Becoming Purnomo

Circa 1988

When I first moved to Albany in 1988, I got a job working split doubles at PD. Ladd’s, currently Dove and Deer. My apartment was just around the corner on Washington Avenue and, since I was carless, I needed to work within walking distance. The Ladopolous brother were very kind to me and, while I really enjoyed working there, I wanted to work someplace that was more renowned for their food than their proximity to the Capitol for the political types who regularly filled the bar.
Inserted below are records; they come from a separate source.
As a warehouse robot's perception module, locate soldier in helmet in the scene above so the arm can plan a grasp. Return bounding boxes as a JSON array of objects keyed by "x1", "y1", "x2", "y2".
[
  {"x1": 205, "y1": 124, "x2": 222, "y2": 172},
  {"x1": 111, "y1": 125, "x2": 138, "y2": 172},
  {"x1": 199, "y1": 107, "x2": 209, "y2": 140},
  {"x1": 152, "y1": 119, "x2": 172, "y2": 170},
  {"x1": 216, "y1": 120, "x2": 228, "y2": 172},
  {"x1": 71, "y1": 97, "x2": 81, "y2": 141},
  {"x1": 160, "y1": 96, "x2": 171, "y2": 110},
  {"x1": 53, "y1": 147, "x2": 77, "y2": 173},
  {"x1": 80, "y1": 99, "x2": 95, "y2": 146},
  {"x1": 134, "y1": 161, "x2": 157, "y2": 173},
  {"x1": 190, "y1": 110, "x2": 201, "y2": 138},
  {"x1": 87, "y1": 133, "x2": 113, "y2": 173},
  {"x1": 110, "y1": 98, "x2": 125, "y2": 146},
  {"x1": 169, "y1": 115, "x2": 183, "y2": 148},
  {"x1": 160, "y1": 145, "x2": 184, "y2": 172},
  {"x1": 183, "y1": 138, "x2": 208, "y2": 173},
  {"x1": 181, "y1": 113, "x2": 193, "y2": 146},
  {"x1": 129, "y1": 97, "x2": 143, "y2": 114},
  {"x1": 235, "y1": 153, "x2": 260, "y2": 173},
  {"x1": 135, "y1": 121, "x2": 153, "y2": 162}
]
At my 50th birthday party.

I read a story about Yono Purnomo, and his recognition as  Chef of the Year, and set my sights on working at Yono’s in Robinson Square never imagining the impact that decision would have on my life. Thirty years later, my relationship with the Purnomo family continues to affect my life frequently. For instance, yesterday I enjoyed lunch with a friend who I originally met at Yono’s where she was a guest and I a server. Today, I will bring my tax documents to a preparer whose office is next door to the original Yono’s location. Back in the day I would deliver happy hour cocktails to his office, cutting across our rear shared parking lot. My dermatologist, veterinarian practice and optician all were selected upon Donna’s recommendation and I’m still loyal to each of them decades later.

Dinner with the ladies!

Because of this family, on some level, I have a family. My boys’ dad and I met working at Yono’s and we held our pre-wedding fete at the restaurant. When my boys were born, there was bakmi delivered to satisfy the intense hunger caused by birthing babies. Through the Purnomos I’ve met countless hospitality professionals and have enjoyed some terrific industry perks and courtesies. I realized recently that the very first time I ever shared a piece of my writing (some thoughts I had when we lost our resident curmudgeon, John Radley) publicly, was at Yono’s. The response and support I received was encouraging and more than likely influenced me to write and share more.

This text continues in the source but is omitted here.